Sarajevo’da olduğu gibi, Mostar’da da ana caddelerden birinin adı Maršala Tita. “Evet, Tito sevilir Bosna’da. Hâlâ dostum, hâlâ!” Kahkahalar. “O varken, kadın-erkek herkese iş vardı, sağlık, okul, tatil, deniz, güvenlik, herkes eşit…” Eski komünist ülke nostaljilerine dair bir karikatüre konsa cuk oturacak bu laf birebir dökülüyor ağzından işte, azıcık bile mübalağa yapmıyoruz aktarırken. “Ha, ama ne yoktu? Tito’ya laf yok! O varsa, fuck off to jail, hayde!” Kahkahalar… Çok güzel gülüyor, hemen buradan ağlamaya bağlayabilirmiş gibi de bir yandan… Soykırım Müzesi’nin önünde durdu. “Fena sıcak hâlâ, müze serindir, orada takılırsınız biraz da.

Sarajevolu arkadaşımız İlma’nın Mostar sıcağına karşı uyarısını tebessümle karşılayıp “Biz Türkiye’den geldik, unuttun mu?” dememizin üstünden saatler geçti. O kadar sıcak ki, binaların savaştan kalma delik deşik yüzeyleri bile dans ediyor karşımda. Sardunyalı güzel bir Mostar evinin duvarına sabitledim bakışlarımı. Delikler yavaş yavaş yer değiştiriyor, açılıyor kapanıyor, büyüyor küçülüyor. Çarşının gölgelerine sığına sığına yürümek de kurtarmıyor insanları. Hediyelik eşyaların arasında, onlar kadar süslenmiş taşların üstünde “Don’t Forget ‘93” yazıyor Mostar Köprüsü’ne çıkana kadar.

Mimar Hayreddin’in Neretva nehri üzerine 1566’da yaptığı, halkın “iki tarafı birbirine bağlayan bilge ruh” diye selamladığı, Yugoslav mimar Bogdanović’in Partizan Mezarlığı’nı inşa ederken taşlarına dokunarak selefi Hayreddin’den yardım istediğini söylediği, Hırvat milis gücü HVO tarafından iki gün ağır top ateşine tutulduktan sonra, Kasım 1993’te yıkılan, 2004’te tekrar yapılan, bugün bu korkunç sıcakta üzerinde yüzlerce turistin sıkış tepiş fotoğraf çektirdiği ve 20 avroya nehre atlayacağını söyleyen gençlerle pazarlığa durduğu Mostar Köprüsü.
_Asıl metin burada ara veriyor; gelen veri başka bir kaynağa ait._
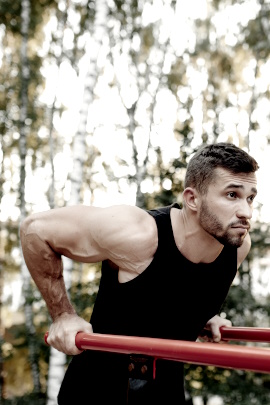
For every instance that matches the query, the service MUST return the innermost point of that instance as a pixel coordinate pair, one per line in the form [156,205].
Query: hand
[63,331]
[213,325]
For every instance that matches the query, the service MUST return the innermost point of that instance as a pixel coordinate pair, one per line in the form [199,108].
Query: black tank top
[173,298]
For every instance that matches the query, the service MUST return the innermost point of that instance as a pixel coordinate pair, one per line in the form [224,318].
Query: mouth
[243,228]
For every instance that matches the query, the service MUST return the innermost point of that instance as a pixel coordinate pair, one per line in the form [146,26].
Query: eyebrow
[232,185]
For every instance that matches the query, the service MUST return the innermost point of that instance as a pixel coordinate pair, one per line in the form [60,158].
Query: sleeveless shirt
[173,298]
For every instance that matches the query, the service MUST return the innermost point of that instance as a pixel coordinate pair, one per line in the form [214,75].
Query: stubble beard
[211,224]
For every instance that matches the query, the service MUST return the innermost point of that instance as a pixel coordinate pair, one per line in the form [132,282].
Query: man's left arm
[214,324]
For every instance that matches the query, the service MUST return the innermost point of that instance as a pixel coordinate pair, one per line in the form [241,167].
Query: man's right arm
[86,234]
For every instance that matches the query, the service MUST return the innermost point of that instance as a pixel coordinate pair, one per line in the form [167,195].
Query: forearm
[46,269]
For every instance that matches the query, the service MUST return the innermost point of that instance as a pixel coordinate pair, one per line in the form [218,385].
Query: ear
[190,197]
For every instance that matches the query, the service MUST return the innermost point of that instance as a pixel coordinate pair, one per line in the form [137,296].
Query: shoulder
[243,250]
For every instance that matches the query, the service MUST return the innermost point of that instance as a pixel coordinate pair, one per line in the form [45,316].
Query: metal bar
[209,354]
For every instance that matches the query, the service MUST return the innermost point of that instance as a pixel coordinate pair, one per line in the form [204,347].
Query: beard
[212,225]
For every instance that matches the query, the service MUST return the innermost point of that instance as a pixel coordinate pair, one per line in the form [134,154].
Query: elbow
[27,226]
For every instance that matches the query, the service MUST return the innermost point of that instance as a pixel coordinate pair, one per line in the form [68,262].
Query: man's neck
[192,241]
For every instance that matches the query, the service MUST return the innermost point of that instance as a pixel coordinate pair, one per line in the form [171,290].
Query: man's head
[201,168]
[220,188]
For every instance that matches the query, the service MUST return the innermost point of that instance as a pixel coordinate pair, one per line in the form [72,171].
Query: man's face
[227,207]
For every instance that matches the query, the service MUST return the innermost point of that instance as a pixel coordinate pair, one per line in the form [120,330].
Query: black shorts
[99,378]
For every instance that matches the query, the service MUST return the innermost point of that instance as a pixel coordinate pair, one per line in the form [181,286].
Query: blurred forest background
[103,102]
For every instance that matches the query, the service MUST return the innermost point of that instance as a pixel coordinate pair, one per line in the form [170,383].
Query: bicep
[93,234]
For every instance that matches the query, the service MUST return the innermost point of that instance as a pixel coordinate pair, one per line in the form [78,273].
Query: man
[165,274]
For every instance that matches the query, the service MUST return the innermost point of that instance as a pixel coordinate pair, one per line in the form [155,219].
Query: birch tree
[25,74]
[92,48]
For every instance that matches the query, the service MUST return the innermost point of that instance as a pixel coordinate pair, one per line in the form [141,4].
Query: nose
[245,210]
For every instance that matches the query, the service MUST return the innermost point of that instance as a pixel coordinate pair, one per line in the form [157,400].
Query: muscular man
[165,273]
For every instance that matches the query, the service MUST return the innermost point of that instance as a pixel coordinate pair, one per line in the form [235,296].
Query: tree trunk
[58,360]
[27,291]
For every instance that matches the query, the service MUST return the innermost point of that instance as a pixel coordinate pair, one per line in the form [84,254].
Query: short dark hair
[201,167]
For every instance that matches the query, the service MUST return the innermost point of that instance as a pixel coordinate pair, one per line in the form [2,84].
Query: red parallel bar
[242,333]
[209,354]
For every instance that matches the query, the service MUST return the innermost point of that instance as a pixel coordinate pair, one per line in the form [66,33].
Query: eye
[251,199]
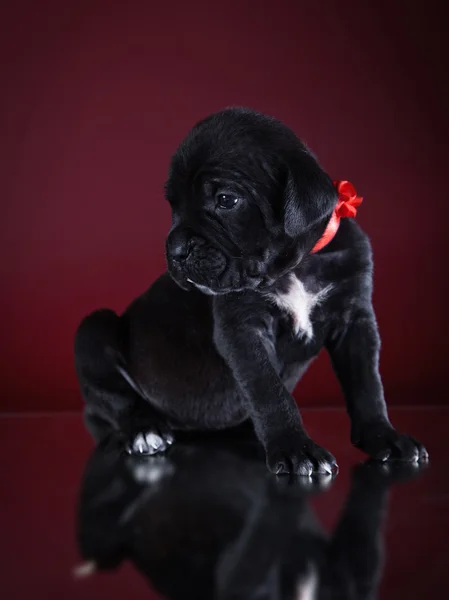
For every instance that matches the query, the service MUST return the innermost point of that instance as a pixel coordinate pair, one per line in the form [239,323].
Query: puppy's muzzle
[192,259]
Hangi taraftan vurup yıktılar seni? Şu bin metrelik haçın dikildiği Hum Dağı’ndan mı?

Savaştan önce iç içe, birlikte yaşayan Mostarlılar savaştan sonra ayrılmış, birbirlerinden yalıtılmış. Hırvatlar şehrin batısında, Boşnaklar doğusunda yaşıyor. Sırplar ise Mostar’ı terk etmiş. O “bin metrelik” tehditkâr haç da şehre en hâkim tepeye, savaştan sonra Katolik nüfuslu Avrupa ülkelerinin maddi desteğiyle yerleştirilmiş. Rivayet o ki, köprüyü yıkan top atışları şimdi o haçın dikili olduğu noktadan yapılmış. Boşnaklar için ayrılışın bu en büyük simgesi aslında 33 metre yüksekliğinde, fakat şehirde ilk önce ona bakmaya zorunlu olmanızın verdiği duyguyla binlerce metre…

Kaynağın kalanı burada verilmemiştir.